At a work event where Matthew Syed, a British journalist, author, and former table tennis player, spoke, I learned about his ideas and thoughts on the Growth mindset

As his words inspired and resonated with me, I peeked into his books to learn more about and from him.


It turns out that he is writing about many of the beautiful topics that I am excited about, such as developing a mindset of being open and able to learn from failure, overcoming obstacles, and allowing for greater ideas by engaging with people who are not like-minded. 


And there was one thing he said I couldn´t stop thinking about: You need to be humble when practising and confident when executing.


Be humble when practising

To be humble when practising means, first of all, acknowledging that you need to practise - despite all the things you believe you know or can do. And secondly, you are allowing yourself and others to watch, teach, and criticise you. And that can be a hurting experience.

 

But sacrificing feeling good now for feeling even better in the future is worth it.


I was ten when I started to learn English in school. I followed class and did my homework but never focused on learning vocabulary. I assume I thought it wasn’t necessary as I could follow class easily. 


But it didn’t take long for my first vocabulary test to come and show me the painful reality: I was not smart enough to learn a language without thoroughly teaching myself the vocabulary. The result of my first test was that I got a 6, the worst grade in Germany possible. 


As an innocent 10-year-old, I failed dramatically. Still, I learned a powerful lesson: I needed to practise to become proficient in English, and there was no way around the long, annoying and rocky road of learning the damn words and the grammar.


But the good news is that practising allows for a beautiful thing subsequently: Becoming good at something.

In my example, good enough to talk, write, and work in English.


Of course, there is always something that I could have said better, and I need to maintain my vocabulary for it to remain by practising carefully. Additionally, new challenges are coming my way constantly, such as strange accents, abbreviations, idioms, phrases, and the list goes on. It is all about being open to learning, practising, failing and repeating - humbly.


Many other jobs require practice, too; think about surgeons, pilots and bus drivers.

When engaging with them, we all want them to be really good at their job. No one wants a surgeon who doesn’t bother to practise how to operate patients successfully. And no one wants to be on the plane those pilots haven’t practised landing hundreds of times before - in the simulator and real-life - humbly learning to become better and better to avoid repeating the same mistakes.

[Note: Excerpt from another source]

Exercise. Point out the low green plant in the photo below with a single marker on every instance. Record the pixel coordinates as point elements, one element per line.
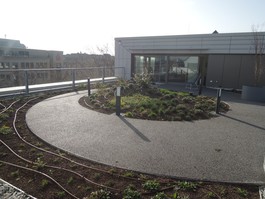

Be confident when executing

When it comes to execution, however, we want the pilot to be confident. We want them to trust their capabilities and training, and, despite the circumstances, we want them to keep calm, think analytically and get the plane with everyone on board safely back on the runway.


The same applies to the surgeon performing an operation. We want them to be confident that they can bring through their patients successfully, we don’t want them to freeze and second-guessing everything they are doing. We want them to routinely and confidently help us. And hell, yes, they may even be arrogant when succeeding as long as they return to humble practising, knowing that every life on their tables matters and is at risk and needs the doctor’s full attention and skills.


And the same applies to you: You are asked to present something at work or university? Well, practise!

Learn as much as possible about the topic and practise delivering it. Humbly, ask for feedback, film yourself and cringe through the recording, but learn from what you see and improve. Lean in and challenge yourself, and then on the big day, go on stage, stand up straight with your shoulders back, and execute confidently.


Don´t worry about being unable to answer every possible question coming your way, don´t freeze when it happens and don´t second-guess your abilities. Remember what you have practised and that the good thing is when the task is a presentation, you can follow up with the correct answers to your audience later. 


Be humble when practising and confident when executing.